Monday, February 7, 2022


1/29 and 1/30/22
Like almost anyone who has ever worked with color, I’m inspired whenever I see a brilliant sunrise or sunset, but I’ve only rarely attempted to sketch one (usually with watercolor). Even a fast-moving painter would be hard-pressed to capture those constantly changing hues en plein air. With colored pencils, it’s almost impossible, even for a fast sketcher like I am.

A while back I learned the term “skyscapito,” which may have been coined by the Skyscapito Appreciation Society. I don’t know much about this nature journaling group, but its members apparently sketch and paint their skies (search skyscapito with a hashtag for inspiring examples)! My introduction to skyscapitos was through Anne Kay’s Instagram feed, where she posts her lively nature journal pages. After enjoying seeing her small skyscapitos for a while, it finally dawned on me: If I make them small enough, I might actually have time to capture the colors of a sunrise or sunset!

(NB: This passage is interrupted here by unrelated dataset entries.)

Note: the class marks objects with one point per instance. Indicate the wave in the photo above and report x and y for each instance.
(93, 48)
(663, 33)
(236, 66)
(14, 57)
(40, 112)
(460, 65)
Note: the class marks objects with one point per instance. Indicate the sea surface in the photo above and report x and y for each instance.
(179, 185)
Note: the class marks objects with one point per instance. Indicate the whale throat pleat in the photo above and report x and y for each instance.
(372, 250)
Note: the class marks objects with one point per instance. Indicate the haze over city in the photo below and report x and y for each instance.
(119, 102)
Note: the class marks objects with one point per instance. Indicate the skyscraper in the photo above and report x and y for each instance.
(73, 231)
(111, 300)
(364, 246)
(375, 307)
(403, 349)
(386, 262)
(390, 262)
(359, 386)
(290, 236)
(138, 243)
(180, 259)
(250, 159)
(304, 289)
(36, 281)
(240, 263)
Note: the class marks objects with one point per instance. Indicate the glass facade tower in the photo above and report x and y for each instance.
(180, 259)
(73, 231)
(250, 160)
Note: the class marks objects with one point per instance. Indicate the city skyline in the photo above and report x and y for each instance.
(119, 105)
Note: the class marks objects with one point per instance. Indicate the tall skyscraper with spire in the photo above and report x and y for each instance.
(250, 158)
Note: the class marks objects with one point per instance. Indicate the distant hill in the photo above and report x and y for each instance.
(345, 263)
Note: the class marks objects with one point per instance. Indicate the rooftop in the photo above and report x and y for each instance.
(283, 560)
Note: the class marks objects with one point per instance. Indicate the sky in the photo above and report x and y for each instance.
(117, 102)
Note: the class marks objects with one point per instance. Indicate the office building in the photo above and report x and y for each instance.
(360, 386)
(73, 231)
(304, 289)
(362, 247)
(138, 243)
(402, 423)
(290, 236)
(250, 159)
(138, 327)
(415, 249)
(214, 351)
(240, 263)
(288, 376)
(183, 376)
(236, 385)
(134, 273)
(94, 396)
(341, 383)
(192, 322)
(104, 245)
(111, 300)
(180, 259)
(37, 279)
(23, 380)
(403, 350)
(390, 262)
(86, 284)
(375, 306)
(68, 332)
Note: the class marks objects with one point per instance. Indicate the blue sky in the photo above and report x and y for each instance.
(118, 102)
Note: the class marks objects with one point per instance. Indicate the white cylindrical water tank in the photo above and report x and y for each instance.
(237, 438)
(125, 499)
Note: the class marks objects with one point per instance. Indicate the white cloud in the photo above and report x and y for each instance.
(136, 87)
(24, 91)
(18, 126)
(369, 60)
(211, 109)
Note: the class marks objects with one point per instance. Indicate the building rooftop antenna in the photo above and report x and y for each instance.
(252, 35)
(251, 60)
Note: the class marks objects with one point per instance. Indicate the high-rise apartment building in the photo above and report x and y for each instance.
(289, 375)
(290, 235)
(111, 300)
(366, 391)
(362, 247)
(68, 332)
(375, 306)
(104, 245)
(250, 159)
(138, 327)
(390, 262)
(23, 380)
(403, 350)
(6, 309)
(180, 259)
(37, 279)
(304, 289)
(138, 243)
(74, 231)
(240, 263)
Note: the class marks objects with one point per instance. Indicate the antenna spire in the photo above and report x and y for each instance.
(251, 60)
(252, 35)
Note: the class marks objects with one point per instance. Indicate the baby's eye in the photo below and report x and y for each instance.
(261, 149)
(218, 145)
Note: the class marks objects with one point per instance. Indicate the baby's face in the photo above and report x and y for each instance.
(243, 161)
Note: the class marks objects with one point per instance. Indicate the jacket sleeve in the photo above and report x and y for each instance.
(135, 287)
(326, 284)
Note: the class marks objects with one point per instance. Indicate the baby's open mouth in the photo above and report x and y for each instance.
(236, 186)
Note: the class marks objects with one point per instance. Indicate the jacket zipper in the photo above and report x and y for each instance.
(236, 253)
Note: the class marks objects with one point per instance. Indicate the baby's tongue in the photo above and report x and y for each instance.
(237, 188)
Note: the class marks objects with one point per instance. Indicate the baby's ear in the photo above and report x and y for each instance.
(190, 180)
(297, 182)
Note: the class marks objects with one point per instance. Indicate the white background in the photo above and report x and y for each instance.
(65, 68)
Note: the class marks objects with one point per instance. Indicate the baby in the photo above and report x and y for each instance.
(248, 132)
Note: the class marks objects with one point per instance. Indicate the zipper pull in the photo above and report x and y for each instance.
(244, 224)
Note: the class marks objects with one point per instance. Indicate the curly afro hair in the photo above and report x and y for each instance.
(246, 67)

I took advantage of the few days we enjoyed “partly sunny” weather last week to make three sunrise and one sunset skyscapitos. Sunrise, especially, is fun to catch because its timing is convenient lately: It has been coinciding with the time when I am usually making my coffee. While I wait for the coffeemaker, I can make a 2-by-3-inch sketch of the southeastern sky, then move on to breakfast.

1/31 and 2/2/22
Not wanting to bring a huge supply of colors to the kitchen, I took a simple, readymade approach: my Caran d’Ache Bicolors set. By removing two pencils that I knew I wouldn’t need for dawns and dusks, I made space in the tin for a Uni Pin brush pen and a waterbrush. The colors in the compact travel set are remarkably suitable for Seattle skies.

My new Field Notes journal would be an ideal place to put these tiny, nature journal-like sketches. Ironically, my current Sweet Tooth Field Notes notebook contains yellow paper, and I don’t like the way the sky looks greenish wherever I apply some blue. So I used a Signature for these (so much for trying to keep everything in one book!). When I eventually use a white-paper Field Notes again, I’m going to put skyscapitos in it.

A compact skyscapito kit!


  1. Working small was a brilliant idea! It is probably just enough time for a skyscapito or two. (I must admit I never heard that term before.)

    1. I think someone made up the term ;-) , but I like it!

  2. OMG!!! I didn't expect it to let me comment. I finally found the proper sequence!
    I am always up for having to get new tools, and I don't have those dual CdA pencils...yet;-)

    1. Glad you can finally comment here, Anne! And thanks again for this idea!!